Our area has all the raw ingredients of a great walkable and bikeable community (90% of students live less than 2 miles from school) but we have many dangerous streets that lack the bike and pedestrian infrastructure to make it safe. We need to upgrade our streets, but this is a long and hard process that will not happen overnight. Each and every year the Town needs to make incremental improvements that over time add up to a transformation of our streets. However we need a long-term vision to guide those small changes.
The SS4A grant and the study it funds would create that vision, creating a prioritized list of projects for the Town to tackle. This is the first step to in a long journey and it’s important we take it now.
The study would weigh the benefits (determined by public input and accident data) against the difficulty (both in terms of cost and construction hurdles like right-of-way issues) of all important streets and intersections in the Unincorporated Town. This kind of comprehensive planning done by an engineering firm is expensive and its unlikely the Town would ever fund it without this grant.
The City of Norwalk produced a Pedestrian and Bikeway Transportation Plan that can serve as a model for our study.
We’ve highlighted 12 key roads and a number of intersections that would be studied. Further public input and accident data will add further locations.
None of these streets have easy solutions, but that is why it is critical to have engineers take a long-hard look at each one to determine what is possible and weigh it against costs.
Why is the Safe Streets and Roads for All grant the right one?
The SS4A grant was created as part of the Inflation Reduction Act for the purpose of doing long-term planning. It was overfunded, so the grants are (a) easy to win (no properly formatted application has been rejected), (b) large ($200-400K), and (c) easy to apply for.
Other grants are more difficult to win, smaller, and have higher match requirements.
Why is timing critical?
Our school district’s borders cover all three municipalities, so many routes to school cross municipal boundaries. The Village of Larchmont and the Village of Mamaroneck have both applied for SS4A grants and will begin their planning process soon, so it is critical that the Town stays in sync.
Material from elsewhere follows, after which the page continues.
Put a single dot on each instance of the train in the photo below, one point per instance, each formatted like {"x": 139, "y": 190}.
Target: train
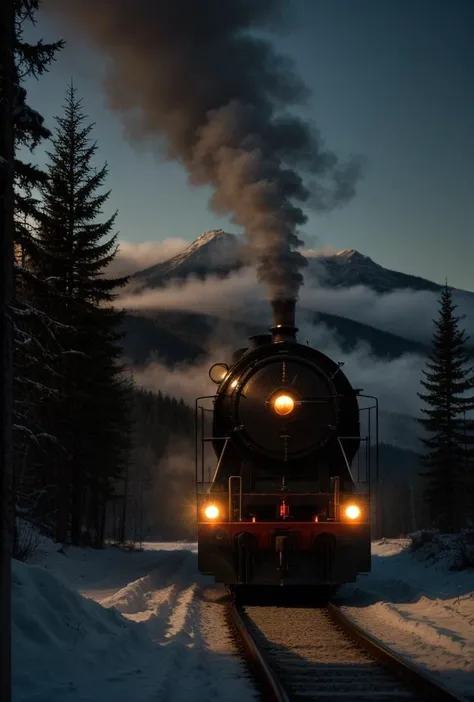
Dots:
{"x": 285, "y": 499}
There are many junctions (Chatsworth Avenue Bridge, Rockland Avenue Rail and Highway Bridges, Palmer Avenue, Boston Post Road, etc) that touch two or more municipalities so they need to be designed together to be safe and effective.
The Town does not control key streets, why study them?
Key streets including Boston Post Road, Weaver Street, Murray Avenue, and parts of Palmer Avenue are owned by the State or County. However this makes it more important, not less, to do the upfront planning. The Town does not set the time table for these streets, so when the opportunity to upgrade them arises (for example the Boston Post Road repaving) the Town needs to be ready with its own vision which allows them to negotiate with the County or State from a position of strength.
The Village of Mamaroneck is experiencing this now - there's a strong desire from the community and a willingness from the County to change Mamaroneck Avenue because of the recent tragedy, but without a well thought-out concrete ask they are limited to small changes. If the Village had done the initial work they could effectively lobby for the major changes necessary to create a safer, more walkable and bikeable street.
Why is the Town not pursuing this grant?
We can’t speak for the Town but have been told that there are too many other projects at the moment so now is not the time.
To us the recent tragedy on Mamaroneck Avenue only further highlights the need for improved safety infrastructure. This grant and associated plan does not commit the Town to anything and is not a construction project. Rather it is an opportunity for the community and Town to come together to plan out the next 20 years and work towards a more walkable and bikeable community.